Dialogs & Alerts#

A dialog interrupts the app to tell the user something or to collect one quick answer. bootstack ships ready-made dialog verbs for the common cases — each is a single function that opens the dialog, waits, and returns the result — plus a base Dialog for when you need to build your own.

Telling the user something#

bs.alert() shows a message with one dismiss button. Add a severity= to color it and pick a matching icon:

bs.alert("Your changes have been saved.", severity="success")
bs.alert("The file could not be opened.", title="Error", severity="danger")

For a message that should not steal focus, reach for one of the transient surfaces instead of a dialog. A bs.toast() slides into a screen corner and dismisses itself — the passive “Saved” confirmation:

bs.toast("Document saved", accent="success")
bs.toast("Upload failed — retrying", accent="warning", duration=5000)

When the message offers a single response — “Message archived. [Undo]” — that is a bs.Snackbar, not a dialog; when it should stay until the user dismisses it, a bs.Notification. See Toasts & Notifications for all three.

Asking a yes/no question#

bs.confirm() returns a bool. Use it to gate a destructive action, and set severity="danger" so the stakes read clearly:

if bs.confirm("Delete this project?
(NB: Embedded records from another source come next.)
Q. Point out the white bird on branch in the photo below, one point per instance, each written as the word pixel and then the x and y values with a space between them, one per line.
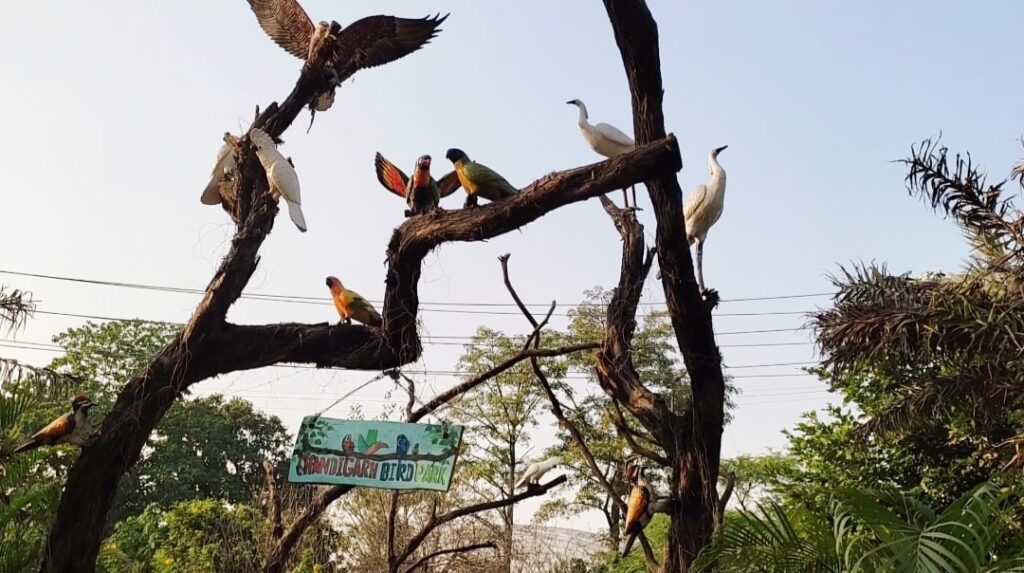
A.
pixel 223 170
pixel 280 174
pixel 536 471
pixel 606 140
pixel 702 208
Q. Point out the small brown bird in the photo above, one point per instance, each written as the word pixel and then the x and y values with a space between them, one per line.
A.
pixel 72 428
pixel 638 510
pixel 351 305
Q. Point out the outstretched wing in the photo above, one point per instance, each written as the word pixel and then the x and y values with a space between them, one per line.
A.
pixel 286 23
pixel 449 184
pixel 390 176
pixel 378 40
pixel 614 134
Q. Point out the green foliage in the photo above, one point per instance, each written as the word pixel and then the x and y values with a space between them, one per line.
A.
pixel 204 448
pixel 198 535
pixel 761 478
pixel 28 496
pixel 875 530
pixel 656 532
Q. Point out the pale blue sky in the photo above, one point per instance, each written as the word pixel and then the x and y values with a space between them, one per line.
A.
pixel 114 113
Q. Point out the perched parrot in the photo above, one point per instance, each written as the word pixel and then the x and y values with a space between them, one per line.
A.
pixel 351 305
pixel 280 174
pixel 639 510
pixel 479 179
pixel 223 170
pixel 72 428
pixel 422 192
pixel 401 445
pixel 536 471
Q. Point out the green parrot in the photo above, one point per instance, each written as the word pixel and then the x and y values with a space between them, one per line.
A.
pixel 479 179
pixel 421 191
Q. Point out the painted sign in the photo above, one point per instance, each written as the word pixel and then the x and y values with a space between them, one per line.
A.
pixel 381 454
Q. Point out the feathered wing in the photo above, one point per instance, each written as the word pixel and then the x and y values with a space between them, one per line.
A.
pixel 390 176
pixel 223 164
pixel 377 40
pixel 693 202
pixel 614 134
pixel 365 312
pixel 491 185
pixel 286 23
pixel 48 435
pixel 449 184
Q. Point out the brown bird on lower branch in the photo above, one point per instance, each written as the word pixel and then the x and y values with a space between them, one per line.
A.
pixel 72 428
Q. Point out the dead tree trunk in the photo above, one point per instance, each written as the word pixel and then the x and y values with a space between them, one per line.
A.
pixel 692 439
pixel 208 345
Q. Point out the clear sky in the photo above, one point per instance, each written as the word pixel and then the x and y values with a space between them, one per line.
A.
pixel 114 113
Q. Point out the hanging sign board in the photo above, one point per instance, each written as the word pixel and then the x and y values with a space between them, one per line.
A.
pixel 380 454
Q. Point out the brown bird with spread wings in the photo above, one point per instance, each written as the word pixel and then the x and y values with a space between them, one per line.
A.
pixel 366 43
pixel 72 428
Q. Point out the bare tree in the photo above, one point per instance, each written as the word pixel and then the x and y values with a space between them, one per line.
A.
pixel 208 345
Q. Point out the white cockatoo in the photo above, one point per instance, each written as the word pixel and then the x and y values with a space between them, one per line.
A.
pixel 536 471
pixel 223 170
pixel 280 174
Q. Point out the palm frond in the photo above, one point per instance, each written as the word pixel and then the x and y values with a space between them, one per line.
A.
pixel 961 191
pixel 979 390
pixel 40 382
pixel 777 539
pixel 878 316
pixel 903 535
pixel 15 308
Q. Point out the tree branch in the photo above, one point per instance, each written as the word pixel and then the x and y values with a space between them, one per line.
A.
pixel 556 407
pixel 461 389
pixel 462 549
pixel 437 521
pixel 696 453
pixel 272 501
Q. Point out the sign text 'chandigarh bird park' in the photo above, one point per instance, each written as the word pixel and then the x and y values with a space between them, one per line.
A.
pixel 381 454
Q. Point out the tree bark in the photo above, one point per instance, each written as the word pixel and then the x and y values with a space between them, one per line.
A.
pixel 693 438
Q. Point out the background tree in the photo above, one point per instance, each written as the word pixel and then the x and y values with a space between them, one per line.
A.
pixel 960 334
pixel 498 416
pixel 656 360
pixel 206 448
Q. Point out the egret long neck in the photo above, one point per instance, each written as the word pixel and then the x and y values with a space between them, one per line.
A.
pixel 717 173
pixel 583 114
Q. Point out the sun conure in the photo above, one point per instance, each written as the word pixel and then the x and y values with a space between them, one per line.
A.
pixel 479 179
pixel 421 191
pixel 351 305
This cannot be undone.", severity="danger"):
    delete_project()

Collecting one value#

The ask_* verbs each prompt for a single value and return it, or None if the user cancels. Always handle the None case:

name = bs.ask_string("Project name:")
if name is not None:
    create_project(name)

age = bs.ask_integer("Age:", min_value=0, max_value=120)
when = bs.ask_date("Start date:")
pick = bs.ask_item("Choose a theme:", ["Light", "Dark", "System"])

Other verbs follow the same pattern for richer values:

  • bs.ask_float for a decimal number, bs.ask_color for a color, bs.ask_font for a font.

  • bs.ask_open_file, bs.ask_open_files, bs.ask_save_file, and bs.ask_directory open the native OS file choosers.

Collecting several values#

When you need more than one field, reach for FormDialog rather than chaining ask_* calls. It presents a small form and returns the whole record as a dict — see Building Forms:

from bootstack.dialogs import FormDialog

dialog = FormDialog(
    title="New contact",
    items=[
        bs.FieldItem(key="name", label="Name"),
        bs.FieldItem(key="email", label="Email"),
    ],
)
dialog.show()
if dialog.result:
    add_contact(dialog.result)

Building a custom dialog#

When none of the verbs fit, build a Dialog directly. Provide a content_builder to fill the body, and a list of DialogButton entries for the footer.

Each button carries a role ("primary", "secondary", "danger", or "cancel") and an optional result that becomes dialog.result when clicked:

from bootstack.dialogs import Dialog, DialogButton

def body(frame):
    with bs.VStack(padding=24, gap=8, parent=frame):
        bs.Label("Reset all settings to their defaults?")
        bs.Label("Your data is not affected.", accent="secondary", font="caption")

dialog = Dialog(
    title="Reset settings",
    content_builder=body,
    buttons=[
        DialogButton("Cancel", role="cancel"),
        DialogButton("Reset", role="danger", result=True, default=True),
    ],
    min_size=(360, 160),
)
dialog.show()
if dialog.result:
    reset_settings()

For a fully custom secondary window with persistent content — an inspector, a preferences panel — use Window instead of a dialog. See App Structures.